Herman Slater sailed his little pirate ship through it all, indomitable
and ornery, the very fairy godmother of the entire scene. Every now and
then the issue of unpaid sales taxes would pop up and he’d threaten to
sell the shop, but he never did. The books, such as they were, consisted
mainly of scraps of paper stuffed into shopping bags. There was no
earthly way anyone but Herman could make any sense of it. The cranky old
fucker fired me no fewer than three times in the course of my tenure
there, but Bonnie’s jewelry sold, and he eventually bought the line from
her. She never had much business sense, not that I consider that a flaw.
She was an artist, first and foremost, and a damned fine one at that.

In 1989, Ed Buczynski died of complications from AIDS. On July 9, 1992,
Herman followed him into the Western Lands. He left the shop to a
handful of employees who had managed to avoid pissing him off.
Unfortunately, he also left an incredible tax debt. The shop limped
along for a few years, deteriorating gradually and finally closing its
doors for good in 1999. The space remains vacant as of this writing.

During the last ten years of her life, my wife embraced Tibetan
Buddhism, specifically the variant known as Dzogchen. In our last
conversation, she mentioned that my picture was sitting next to the
Dalai Lama in her makeshift shrine in the hospice where she was spending
her final days.

"I am honored by the gesture," I told her, "but I’m not so sure I belong
there. It might give His Holiness weird dreams."

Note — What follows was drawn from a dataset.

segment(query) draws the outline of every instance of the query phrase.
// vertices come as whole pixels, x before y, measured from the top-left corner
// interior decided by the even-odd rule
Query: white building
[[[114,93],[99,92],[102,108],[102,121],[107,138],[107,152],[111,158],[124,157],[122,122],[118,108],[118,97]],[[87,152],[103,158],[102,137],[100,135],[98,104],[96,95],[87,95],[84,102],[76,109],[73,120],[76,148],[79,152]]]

She left me her Necronomicon, number 141 of the first edition of 666
hardcover copies, inscribed by Simon: "To Greymalkin, As per the missing
page of the Nec… ‘Blessed Is, Blessed Was, Blessed Will Be…’"

She was a wonderful woman. It was a very colorful scene, a very colorful
time. We were all naive and completely insane, but we had a good time
together. It was, in a word, magick.